## Martingale Theory with Applications, Autumn 2018

 Márton Balázs Email: m.balazs@our_city.ac.countrycode Tel: +44 (0)117 928-7991 Office: Maths 3.7 Drop in Sessions: Wednesdays 10:30 - 11:30 on Weeks 1-6, Maths 3.7

 The unit description for level H/6, including assessment methods, texts, syllabus.   The unit description for level M/7, including assessment methods, texts, syllabus.   Calculators are not allowed in the examination.   Remark on the assessments: there will be no distinction between levels H/6 and M/7 regarding homeworks. Three homework sets will be assigned, see the schedule below. My marking deadline is the class one week after the respective due dates. From each of these, you can collect 17 homework marks. Your final mark will be weighted as 20% -- 80% homework mark -- exam mark.   A few more remarks on the exam: for both levels, final examination will be 1½-hour long, will consist of four questions each of which will be used for assessment. The difference between levels H/6 and M/7 will only be the required depth of reproducing proofs in the exam. On H/6 I can ask for at most a couple of words about how a proof goes. On M/7, I can ask for proofs in details.   I'm typing up lecture notes as the unit proceeds. Please send me comments (e.g., typos).   Here is last year's unit, and here is how Bálint Tóth taught this unit last time. There are links to various teaching materials from his and even earlier courses. Notice that classes taught in different years are not identical, this current class might differ from previous years' at certain points.   Extended slides/notes of elementary probability. Some of it can be used as reference and refreshment for parts of the Probability 1 and Advanced Probability 2 units. We will not touch most of this material, only cover a bit of the measure theoretic foundations in class. Please notice that these links are by no means meant to fully cover our material, nor will all parts of all of them be assessed. They rather serve as background reading. (They are actually part of lecture notes for a rather strong first probability unit I used to teach before.)

Below is a detailed schedule. Topics of future events are plans, and can change. Topics of past events serve as log. The relevant section number from A.N. Shyriaev: Probability (Second Edition, Springer) (Sh) and D. Williams: Probability with Martingales (Cambridge University Press) (W) have also been added. These are advisory, examinable is what has been featured on lectures.
Homeworks are/will also be posted here: just click those with a link below.
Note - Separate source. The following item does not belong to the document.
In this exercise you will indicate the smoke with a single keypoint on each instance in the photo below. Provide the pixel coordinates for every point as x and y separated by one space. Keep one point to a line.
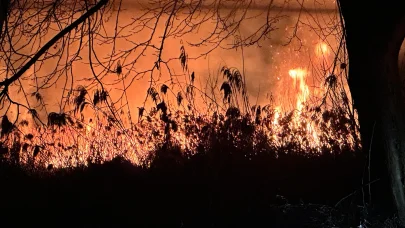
265 66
They are due at 12:00pm in the blue locker with "Martingale Theory" on it on the ground floor of the Main Maths Building.
Homework solutions will appear on Blackboard, please email me if you have problem accessing these.

Came across this illustration of Jensen's inequality: square-root of the average ≠ average of the square-root.

Day Topics Homework due:
Mon 1 Oct Review of the unit; Measure Theory (basic notions, probability) (Sh II.1-II.4; W 1, 2.1-2.4) --
Tue 2 Oct Measure Theory (Sh II.1-II.4; W 1, 2.1-2.4) --
Thu 4 Oct Ex. class (Sigma-algebras, conditional expectation) --
Mon 8 Oct Expectation, conditional expectation (Sh II.6-II.7, W 9.1, 9.2, 9.7) --
Tue 9 Oct Probabilistic tools (Sh II.6, II.10; W 2.7, 6.6, 6.7, 6.8, 6.13) --
Thu 11 Oct Probabilistic tools (Sh II.6, II.10; W 2.7, 6.6, 6.7, 6.8, 6.13)
Modes of convergence, examples (Sh II.10; W 13.5, 13.6, 13.7, A13)
HW1 (sol. on Bb.)
Mon 15 Oct Modes of convergence, examples (Sh II.10; W 13.5, 13.6, 13.7, A13)
--
Tue 16 Oct Uniform integrability (Sh II.6; W 13.1-13.4) --
Thu 18 Oct Ex. class (martingales, optional stopping, ABRACADABRA) (W 10.1-10.4, 10.8-10.11) --
Mon 22 Oct Filtrations, martingales (W 10.1-10.4) --
Tue 23 Oct (Finishing the UI proof;) Optional stopping (W 10.5-10.11) --
Thu 25 Oct Applications: random walks. (W 10.12) --
Mon 29 Oct Upcrossing Lemma, martingale convergence (incl. L2) (W 11.1-11.7, 12.0-12.1) HW2 (sol. on Bb.)
Tue 30 Oct Uniformly integrable martingales (W 14.0-14.2) --
Thu 1 Nov Ex. class (martingales + convergence; 3.10 from sheet) --
Mon 5 Nov Kolmogorov's 0-1 Law; Strong Law of Large Numbers (W 14.3-14.5) --
Tue 6 Nov Strong Law of Large Numbers; Doob's submartingale inequality; Black-Scholes formula (W 14.6, 15.0-15.2) --
Thu 8 Nov Black-Scholes formula (W 15.0-15.2) --
Mon 12 Nov -- Teaching has ended by now -- HW3 (sol. on Bb.)